David Carr, writing for the New York Times, has a big-picture media outlook piece that I mostly agree with. Devices like the iPad have pretty much killed verticals—they just don’t know it yet, and neither does Apple. Everything has become just one big blob of (iTunes) media. As Carr’s 87-year-old father remarked when his iPad was set up, “Everything sort of looks the same.” As advertising sales really do start to compete with everyone, everywhere, the corporate media entities are looking for help wherever they can find it. Because they’re most comfortable with their own ilk, that’s where the big-media action is. As Carr notes, the shining exception is ProPublica, a nonprofit investigative journalism site that is partnering and sharing content with “many print publications that have lost reporting muscle.” And then there’s the much-anticipated Times metered model where frequent users will be forced to subscribe. Carr realizes that the Times risks losing its status as the paper of record for, well, just about everyone when he points to News Corporation’s paywall foray with the Sunday Times and the Times of London: “The results were brutal—an 86 percent decline in traffic to the site.” Carr closes his piece by asking the question on everyone’s mind: “Will Google… continue to pretend it is not a media company?”

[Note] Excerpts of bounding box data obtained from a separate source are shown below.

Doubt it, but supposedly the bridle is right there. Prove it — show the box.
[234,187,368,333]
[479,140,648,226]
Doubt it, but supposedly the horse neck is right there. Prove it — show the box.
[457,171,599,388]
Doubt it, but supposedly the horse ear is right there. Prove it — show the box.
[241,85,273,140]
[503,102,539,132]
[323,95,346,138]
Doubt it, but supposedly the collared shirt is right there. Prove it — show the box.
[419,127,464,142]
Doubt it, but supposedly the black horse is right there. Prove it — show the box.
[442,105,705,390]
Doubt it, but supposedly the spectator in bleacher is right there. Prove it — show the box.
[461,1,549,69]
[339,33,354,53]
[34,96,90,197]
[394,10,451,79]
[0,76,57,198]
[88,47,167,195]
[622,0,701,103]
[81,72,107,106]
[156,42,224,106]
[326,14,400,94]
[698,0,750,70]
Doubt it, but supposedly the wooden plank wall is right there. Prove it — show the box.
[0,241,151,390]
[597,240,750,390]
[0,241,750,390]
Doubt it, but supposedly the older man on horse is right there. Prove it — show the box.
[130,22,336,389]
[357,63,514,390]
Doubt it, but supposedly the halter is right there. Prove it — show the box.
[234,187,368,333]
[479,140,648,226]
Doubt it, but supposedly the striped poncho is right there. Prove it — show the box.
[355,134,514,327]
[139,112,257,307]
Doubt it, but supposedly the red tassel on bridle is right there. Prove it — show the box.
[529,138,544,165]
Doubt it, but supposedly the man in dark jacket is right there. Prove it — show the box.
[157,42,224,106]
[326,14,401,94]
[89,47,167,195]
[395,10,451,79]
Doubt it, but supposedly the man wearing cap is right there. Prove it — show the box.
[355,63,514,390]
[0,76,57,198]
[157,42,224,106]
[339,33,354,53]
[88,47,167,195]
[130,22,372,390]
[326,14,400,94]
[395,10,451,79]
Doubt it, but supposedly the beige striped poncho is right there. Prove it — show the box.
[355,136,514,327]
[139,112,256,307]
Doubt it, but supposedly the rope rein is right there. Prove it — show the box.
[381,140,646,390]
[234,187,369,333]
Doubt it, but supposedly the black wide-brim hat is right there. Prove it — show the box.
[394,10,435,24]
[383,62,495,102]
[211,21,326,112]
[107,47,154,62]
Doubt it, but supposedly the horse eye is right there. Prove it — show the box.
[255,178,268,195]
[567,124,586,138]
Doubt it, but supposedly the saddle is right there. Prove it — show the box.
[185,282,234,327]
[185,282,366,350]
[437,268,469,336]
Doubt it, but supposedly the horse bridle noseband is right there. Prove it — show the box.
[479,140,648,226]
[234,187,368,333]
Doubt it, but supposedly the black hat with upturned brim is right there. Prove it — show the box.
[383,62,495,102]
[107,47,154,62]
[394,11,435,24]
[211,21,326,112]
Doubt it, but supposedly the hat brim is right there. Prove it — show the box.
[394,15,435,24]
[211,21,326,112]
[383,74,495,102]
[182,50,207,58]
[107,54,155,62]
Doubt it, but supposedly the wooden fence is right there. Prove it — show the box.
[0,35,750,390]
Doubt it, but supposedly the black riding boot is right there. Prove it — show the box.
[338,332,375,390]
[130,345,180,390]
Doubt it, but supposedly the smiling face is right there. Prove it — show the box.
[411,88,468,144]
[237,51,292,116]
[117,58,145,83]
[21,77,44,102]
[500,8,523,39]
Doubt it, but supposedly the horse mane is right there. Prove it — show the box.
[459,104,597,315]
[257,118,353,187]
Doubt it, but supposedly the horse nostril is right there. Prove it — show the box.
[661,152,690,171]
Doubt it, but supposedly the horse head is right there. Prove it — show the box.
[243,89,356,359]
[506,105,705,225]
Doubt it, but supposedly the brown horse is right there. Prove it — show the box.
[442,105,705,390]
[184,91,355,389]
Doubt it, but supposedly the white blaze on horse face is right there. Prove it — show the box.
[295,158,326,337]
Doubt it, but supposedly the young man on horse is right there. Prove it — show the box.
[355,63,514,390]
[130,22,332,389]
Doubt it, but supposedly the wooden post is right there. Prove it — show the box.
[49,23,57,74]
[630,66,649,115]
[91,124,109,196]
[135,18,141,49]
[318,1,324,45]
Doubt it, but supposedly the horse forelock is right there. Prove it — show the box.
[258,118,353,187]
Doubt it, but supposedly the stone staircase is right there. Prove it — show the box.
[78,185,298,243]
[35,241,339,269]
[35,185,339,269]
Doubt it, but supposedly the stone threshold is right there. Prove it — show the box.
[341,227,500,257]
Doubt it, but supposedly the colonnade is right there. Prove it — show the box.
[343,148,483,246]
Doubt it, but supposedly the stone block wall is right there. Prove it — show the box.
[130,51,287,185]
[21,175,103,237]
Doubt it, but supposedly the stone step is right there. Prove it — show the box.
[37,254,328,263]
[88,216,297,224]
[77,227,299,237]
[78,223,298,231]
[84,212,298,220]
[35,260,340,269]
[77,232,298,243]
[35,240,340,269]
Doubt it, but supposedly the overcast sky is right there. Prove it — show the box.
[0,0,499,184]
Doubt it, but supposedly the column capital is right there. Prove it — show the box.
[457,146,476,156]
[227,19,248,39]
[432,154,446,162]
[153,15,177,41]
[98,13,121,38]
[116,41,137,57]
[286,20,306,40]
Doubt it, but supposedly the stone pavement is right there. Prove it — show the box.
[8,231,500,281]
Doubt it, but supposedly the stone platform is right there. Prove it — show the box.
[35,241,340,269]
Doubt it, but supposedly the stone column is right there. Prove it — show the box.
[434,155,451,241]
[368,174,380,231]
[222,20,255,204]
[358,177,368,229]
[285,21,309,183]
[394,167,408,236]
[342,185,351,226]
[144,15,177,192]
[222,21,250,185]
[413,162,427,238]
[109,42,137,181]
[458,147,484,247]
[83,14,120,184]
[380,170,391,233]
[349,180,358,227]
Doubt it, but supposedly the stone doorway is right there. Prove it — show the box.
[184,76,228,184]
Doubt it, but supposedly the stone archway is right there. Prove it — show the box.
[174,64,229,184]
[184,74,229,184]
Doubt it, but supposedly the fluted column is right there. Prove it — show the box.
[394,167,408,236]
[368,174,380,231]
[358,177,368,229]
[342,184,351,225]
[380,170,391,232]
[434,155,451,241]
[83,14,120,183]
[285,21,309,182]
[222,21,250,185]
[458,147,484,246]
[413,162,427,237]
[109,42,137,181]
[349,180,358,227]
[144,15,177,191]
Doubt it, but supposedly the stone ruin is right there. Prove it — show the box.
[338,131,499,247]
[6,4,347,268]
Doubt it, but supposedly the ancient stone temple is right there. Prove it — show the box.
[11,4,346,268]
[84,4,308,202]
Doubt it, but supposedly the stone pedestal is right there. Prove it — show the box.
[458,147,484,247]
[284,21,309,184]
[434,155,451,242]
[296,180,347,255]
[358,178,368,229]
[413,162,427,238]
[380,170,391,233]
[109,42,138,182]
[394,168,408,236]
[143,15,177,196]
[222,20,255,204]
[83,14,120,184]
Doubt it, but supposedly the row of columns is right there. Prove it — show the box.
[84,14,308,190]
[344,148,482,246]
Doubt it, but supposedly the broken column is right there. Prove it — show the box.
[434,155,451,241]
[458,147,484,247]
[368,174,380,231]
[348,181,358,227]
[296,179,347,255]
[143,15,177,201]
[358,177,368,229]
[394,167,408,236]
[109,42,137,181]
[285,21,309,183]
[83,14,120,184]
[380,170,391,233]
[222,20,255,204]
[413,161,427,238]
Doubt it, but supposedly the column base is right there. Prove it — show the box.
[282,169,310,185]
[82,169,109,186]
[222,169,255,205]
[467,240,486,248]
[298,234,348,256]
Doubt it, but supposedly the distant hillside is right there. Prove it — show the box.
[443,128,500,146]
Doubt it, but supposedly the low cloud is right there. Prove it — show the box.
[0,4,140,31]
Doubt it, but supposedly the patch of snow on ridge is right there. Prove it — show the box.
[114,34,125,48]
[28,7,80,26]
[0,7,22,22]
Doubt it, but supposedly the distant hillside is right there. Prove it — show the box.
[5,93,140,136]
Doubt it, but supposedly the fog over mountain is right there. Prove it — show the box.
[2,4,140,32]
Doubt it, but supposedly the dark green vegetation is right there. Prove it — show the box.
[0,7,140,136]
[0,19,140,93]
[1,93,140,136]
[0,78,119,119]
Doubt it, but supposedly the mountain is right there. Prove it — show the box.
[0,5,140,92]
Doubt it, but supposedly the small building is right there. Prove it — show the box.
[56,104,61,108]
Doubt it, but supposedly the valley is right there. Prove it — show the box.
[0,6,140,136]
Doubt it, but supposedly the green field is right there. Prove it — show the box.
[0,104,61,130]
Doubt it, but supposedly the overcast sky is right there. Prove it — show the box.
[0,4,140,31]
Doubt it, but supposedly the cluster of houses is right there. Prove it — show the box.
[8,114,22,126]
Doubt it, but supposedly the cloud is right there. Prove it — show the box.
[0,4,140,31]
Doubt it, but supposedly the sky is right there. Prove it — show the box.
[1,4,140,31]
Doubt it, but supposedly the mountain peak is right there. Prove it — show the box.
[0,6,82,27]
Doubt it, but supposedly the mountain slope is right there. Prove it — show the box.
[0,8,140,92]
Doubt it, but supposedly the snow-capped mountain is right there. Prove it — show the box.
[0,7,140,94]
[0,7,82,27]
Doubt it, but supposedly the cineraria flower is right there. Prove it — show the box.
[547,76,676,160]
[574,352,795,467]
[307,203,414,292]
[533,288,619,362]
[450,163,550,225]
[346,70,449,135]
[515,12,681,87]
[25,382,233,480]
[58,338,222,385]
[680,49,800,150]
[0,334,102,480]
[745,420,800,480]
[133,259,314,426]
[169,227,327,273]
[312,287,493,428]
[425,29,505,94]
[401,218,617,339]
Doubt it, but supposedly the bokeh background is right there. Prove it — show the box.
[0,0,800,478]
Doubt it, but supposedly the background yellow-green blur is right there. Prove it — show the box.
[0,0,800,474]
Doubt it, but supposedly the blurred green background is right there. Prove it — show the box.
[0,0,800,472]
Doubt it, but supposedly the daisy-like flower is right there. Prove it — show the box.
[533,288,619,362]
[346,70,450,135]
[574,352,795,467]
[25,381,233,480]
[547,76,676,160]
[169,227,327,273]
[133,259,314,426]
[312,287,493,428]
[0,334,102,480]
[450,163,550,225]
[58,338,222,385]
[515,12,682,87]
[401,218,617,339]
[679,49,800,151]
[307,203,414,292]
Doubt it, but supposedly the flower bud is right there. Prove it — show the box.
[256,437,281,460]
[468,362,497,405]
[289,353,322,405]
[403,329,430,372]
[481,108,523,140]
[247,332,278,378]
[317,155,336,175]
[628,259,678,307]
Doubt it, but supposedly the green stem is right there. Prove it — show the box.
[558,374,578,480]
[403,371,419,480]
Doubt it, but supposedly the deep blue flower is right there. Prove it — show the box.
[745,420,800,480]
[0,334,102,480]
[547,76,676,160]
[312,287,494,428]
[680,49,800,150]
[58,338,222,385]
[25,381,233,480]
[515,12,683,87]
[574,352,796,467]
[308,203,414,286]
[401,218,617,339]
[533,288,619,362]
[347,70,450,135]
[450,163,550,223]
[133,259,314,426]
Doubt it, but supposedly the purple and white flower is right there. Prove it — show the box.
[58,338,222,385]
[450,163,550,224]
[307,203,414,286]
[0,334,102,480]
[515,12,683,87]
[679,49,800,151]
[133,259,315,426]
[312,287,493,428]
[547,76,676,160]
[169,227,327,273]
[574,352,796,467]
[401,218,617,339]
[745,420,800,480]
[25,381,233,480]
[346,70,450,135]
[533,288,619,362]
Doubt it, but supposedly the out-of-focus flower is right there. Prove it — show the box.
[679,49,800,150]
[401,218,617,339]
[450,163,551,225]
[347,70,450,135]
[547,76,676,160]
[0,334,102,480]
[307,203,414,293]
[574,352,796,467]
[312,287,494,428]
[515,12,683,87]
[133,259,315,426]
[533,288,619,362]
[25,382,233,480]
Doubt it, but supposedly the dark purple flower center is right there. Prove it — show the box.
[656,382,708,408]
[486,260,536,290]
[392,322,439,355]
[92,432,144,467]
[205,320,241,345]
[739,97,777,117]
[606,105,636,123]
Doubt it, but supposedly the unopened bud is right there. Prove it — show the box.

The Star Tribune, once one of the finest papers in the US, continues its slide into irrelevance by replacing long-time liberal columnist Nick Coleman with conservative Jason Lewis. That’d make a matched set with whacko conservative Katherine Kersten.
Politics
Jay Rosen sums up the Arizona political assassination attempt best with a Wittgenstein quote: “Whereof one cannot speak, thereof one must be silent.” Minnesota Public Radio’s Bob Collins did a stellar job of live-blogging the events after the assassination attempt without falling into the trap of speculation. Not surprisingly, James Fallows, writing for the Atlantic has the most cogent analysis.
Publishing
Leif Utne has written an obituary for the late, lamented Worldchanging.com from the inside. Utne left Utne Reader shortly after I did to become publisher of the website. Tasked with bootstrapping growth for the publication through various revenue streams, Utne’s success was modest, but just not enough. “In the end, I believe Worldchanging’s demise was due in large part to the organization’s inability to craft a business model that could surmount several challenges endemic to the current ad-driven media ecosystem,” writes Utne. I had really high hopes for Worldchanging—it had received a big boost from TED but couldn’t leverage it in time.
Meanwhile Borders, the bricks-and-mortar bookstore chain, has told publishers it would delay payments. Mary Davis, Borders’ spokeswoman, told Julie Bosman, writing for the New York Times, that “the company was not in a liquidity crisis and that its stores were well-stocked.” As ebooks continue to become more appealing to readers, bricks-and-mortar bookstores become even more irrelevant. And, as Bosman notes, Borders has been especially slow on the ebook uptake. If Borders does go bankrupt it will be a serious problem for publishers who stand to lose many millions of dollars. Bosman reports that Ingram Book Company—the largest book wholesaler in the US—is still shipping books to Borders and cites a Wall Street Journal report indicating that National Book Network—a smaller US book wholesaler—has stopped shipping to Borders.
User experience
One of the most overlooked aspects of user experience is the content maintenance and governance piece of content strategy. Seth Earley has written a pretty good overview of the importance of content maintenance and governance for ASIS&T. Earley uses a metaphor of building and moving into a new home.
Brain Traffic’s Meghan Casey has a great piece on the importance of the governance bit of content strategy. It hits so hard at the heart of anyone who’s ever done content strategy work that it’ll take your breath away. In short, “... it’s pretty hard to say no when you don’t have anything formal or documented to back it up,” writes Casey. “Get some governance—and get more control.”